Personal information
- Born: November 17, 1980 (age 45) Houston, Texas, U.S.
- Listed height: 6 ft 1 in (1.85 m)
- Listed weight: 200 lb (91 kg)

Career information
- High school: Forest Brook (Houston)
- College: LSU

Career history
- Berlin Thunder (2004); Arizona Cardinals (2004–2005); New York Giants (2006)*; Columbus Destroyers (2006–2007); Toronto Argonauts (2007–2008);
- * Offseason and/or practice squad member only

Awards and highlights
- BCS national champion (2003);

Career statistics
- Total tackles: 3
- Stats at Pro Football Reference
- Stats at CFL.ca

= Adrian Mayes =

American football player (born 1980)

Adrian Anthony Mayes (born November 17, 1980) is an American former professional football player who was a linebacker in the National Football League (NFL) and Canadian Football League (CFL).
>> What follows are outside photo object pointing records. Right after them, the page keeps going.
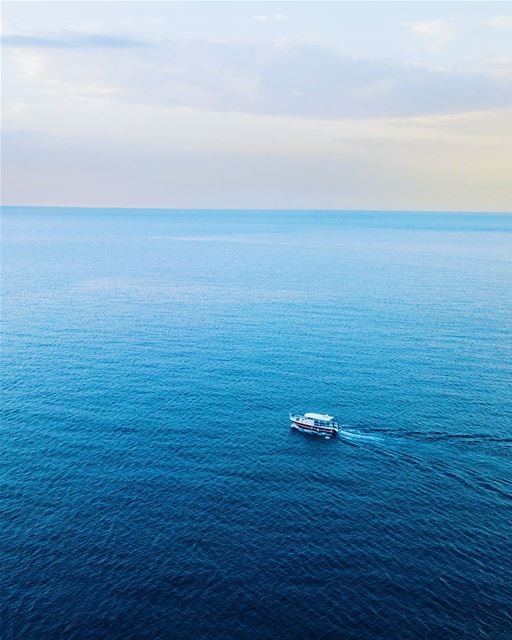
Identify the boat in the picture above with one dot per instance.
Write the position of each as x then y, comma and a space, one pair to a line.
316, 423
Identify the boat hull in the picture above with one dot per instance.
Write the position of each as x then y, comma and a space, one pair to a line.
326, 432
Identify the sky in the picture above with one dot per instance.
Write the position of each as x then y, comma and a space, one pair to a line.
323, 105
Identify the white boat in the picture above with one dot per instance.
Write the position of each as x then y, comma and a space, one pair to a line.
317, 423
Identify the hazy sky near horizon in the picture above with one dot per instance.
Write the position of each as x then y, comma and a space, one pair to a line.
343, 105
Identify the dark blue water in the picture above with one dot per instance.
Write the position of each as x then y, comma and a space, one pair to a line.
150, 485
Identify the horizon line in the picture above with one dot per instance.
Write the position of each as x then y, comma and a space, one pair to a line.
255, 210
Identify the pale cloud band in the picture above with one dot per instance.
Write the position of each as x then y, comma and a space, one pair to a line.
184, 119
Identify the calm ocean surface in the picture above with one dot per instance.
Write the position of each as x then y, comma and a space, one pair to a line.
150, 485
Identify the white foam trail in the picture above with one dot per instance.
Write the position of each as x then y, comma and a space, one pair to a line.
357, 435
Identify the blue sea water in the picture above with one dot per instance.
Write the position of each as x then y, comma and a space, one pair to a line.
150, 485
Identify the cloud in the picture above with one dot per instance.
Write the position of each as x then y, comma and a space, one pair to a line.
436, 33
70, 39
294, 79
500, 22
275, 17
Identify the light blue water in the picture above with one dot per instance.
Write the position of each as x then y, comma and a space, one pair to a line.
150, 485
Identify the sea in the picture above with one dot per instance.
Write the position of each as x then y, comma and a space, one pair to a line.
151, 487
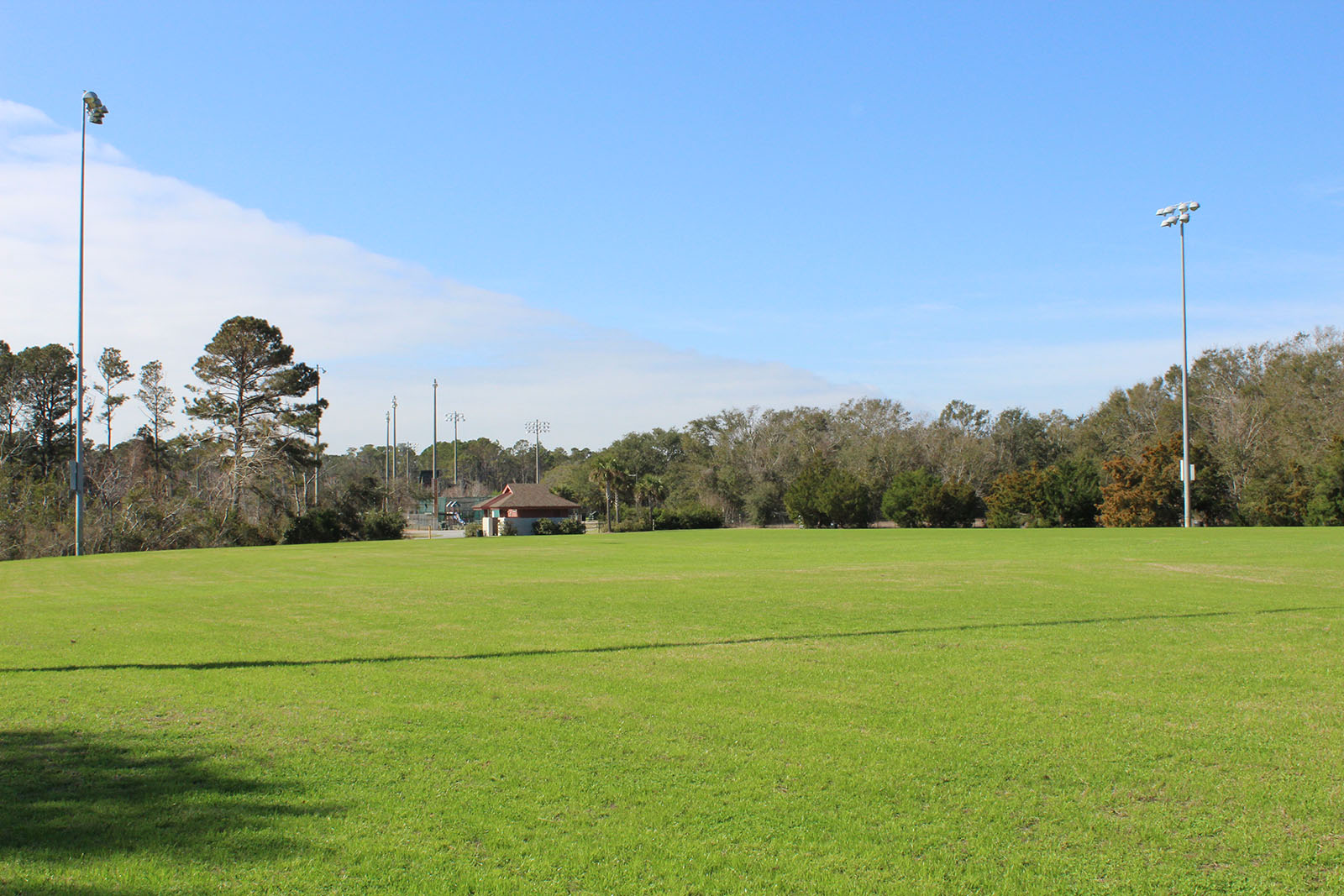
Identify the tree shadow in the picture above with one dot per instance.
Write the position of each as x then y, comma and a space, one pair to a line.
73, 795
207, 665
He played college football for the LSU Tigers.

==Early life==
Mayes was born in Houston, Texas, where he attended Forest Brook High School.

==Playing career==
===College career===
Mayes played college football as a linebacker and safety at Louisiana State University from 2000 to 2003.

===Professional career===
Mayes played in the NFL with the Arizona Cardinals, in NFL Europe with the Berlin Thunder, in the Arena Football League with the Columbus Destroyers and in the CFL with the Toronto Argonauts.